The other thing we do for patients who have been hospitalized is to use remdesivir. Like steroids, it has been shown to work in patients who are critically ill, but not all. Even with an EUA (emergency use authorization) from the Food and Drug Administration, it’s still not widely available. The fact that it’s still an investigational agent means we admit them, and they get five days of remdesivir while they are in the hospital.
The president is getting an antibody treatment, but it’s not available yet. It’s experimental.
What about for people who arrive at the hospital with milder illness? What treatments do they get?
There’s just no evidence behind other treatments. When we were seeing lots of patients from nursing homes who were obese, so having the same mortality risk factors as the president, if they could maintain their oxygen saturation, and could eat and drink, we would send them to a facility that was caring for COVID-positive patients or home with a home health aide. An oxygen saturation in the low-to-mid 90s’s, as the president’s has been reported, doesn’t indicate a critically ill patient. I always send these patients home with instructions to go to the drug store and buy an oxygen saturation monitor and a thermometer, and if their oxygen saturation starts to fall or fevers come up, to come back.
What about the supplements that the president is reported to be taking, like zinc and vitamin D?
There’s some early evidence that low levels of Vitamin D might be associated with more severe disease. But in a first world country, with someone who is as healthy as the president appears to be, I doubt very much he has a low vitamin D level, so there’s no evidence that shows Vitamin D supplementation would help him. There’s no evidence that shows that zinc helps. So this is a decision that the president and his physicians have made together, but this isn’t something that I recommend to my patients, or that other physicians recommend to their patients.
The president has reportedly taken one dose of Regeneron’s monoclonal antibody cocktail, which is still in testing. Early data suggest the therapy helps lower the viral load in people who are infected, but whose immune systems have yet to switch on. But, so far, it doesn’t appear to dramatically effect progression of the disease. How will this fit into your practice? How will you talk to your patients about it?

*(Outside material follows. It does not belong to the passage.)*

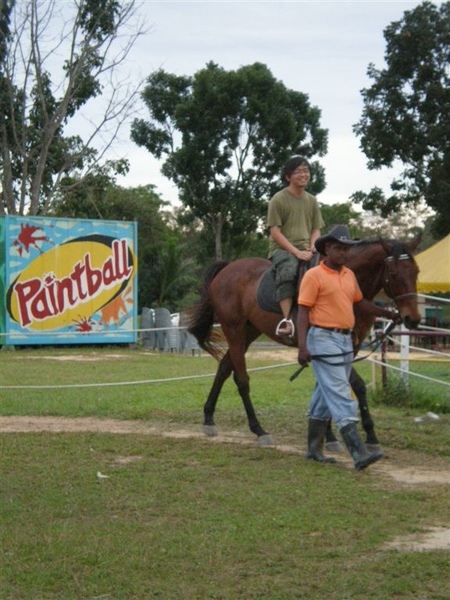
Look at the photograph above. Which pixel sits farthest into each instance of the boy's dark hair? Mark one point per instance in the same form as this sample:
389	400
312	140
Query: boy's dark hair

I fully understand that he’s the president and he and his medical team are going to make different decisions than I make for my patients, but the president is using a medication that is still under investigation— I wouldn’t feel comfortable prescribing them to my patients because we don’t know if they work. It does make the discussions with my patients hard, if they come in with the list of medications the president is taking, and they aren’t all available to them.

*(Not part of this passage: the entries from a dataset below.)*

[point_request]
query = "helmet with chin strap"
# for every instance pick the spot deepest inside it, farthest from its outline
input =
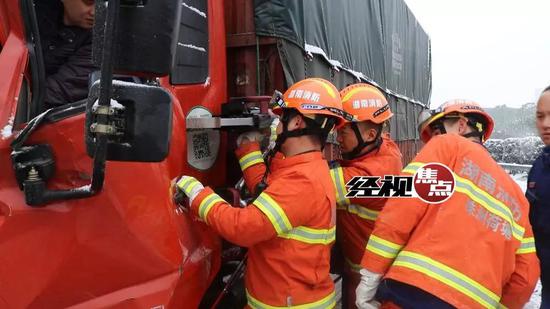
(479, 120)
(317, 101)
(365, 103)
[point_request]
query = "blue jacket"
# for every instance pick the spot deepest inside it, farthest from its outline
(538, 194)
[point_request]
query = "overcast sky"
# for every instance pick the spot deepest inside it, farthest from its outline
(491, 51)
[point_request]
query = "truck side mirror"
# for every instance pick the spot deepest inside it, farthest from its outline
(146, 35)
(140, 122)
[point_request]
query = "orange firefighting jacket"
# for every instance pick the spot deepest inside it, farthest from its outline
(356, 216)
(289, 230)
(474, 250)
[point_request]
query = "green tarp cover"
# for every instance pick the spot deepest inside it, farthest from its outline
(377, 41)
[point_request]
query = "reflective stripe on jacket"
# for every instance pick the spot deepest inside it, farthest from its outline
(289, 229)
(355, 217)
(474, 250)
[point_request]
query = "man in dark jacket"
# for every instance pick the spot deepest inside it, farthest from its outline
(66, 39)
(538, 194)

In a future where both remdesivir and Regeneron’s antibodies are approved and widely available, would you use them both as the president’s doctors are doing?

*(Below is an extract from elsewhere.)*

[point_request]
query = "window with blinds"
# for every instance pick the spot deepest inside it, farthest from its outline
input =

In addition to availability of this monoclonal antibody cocktail potentially being a problem (it will take time for it to be approved and manufactured, and for many, the cost might be out of reach), we don’t have comparative effectiveness trials. We really need to compare them head to head. Those trials are a long time away. And like remdesivir, the monoclonal antibodies will likely only be beneficial for a certain group of patients, and that may not be the same as remdesivir. It needs to be defined more.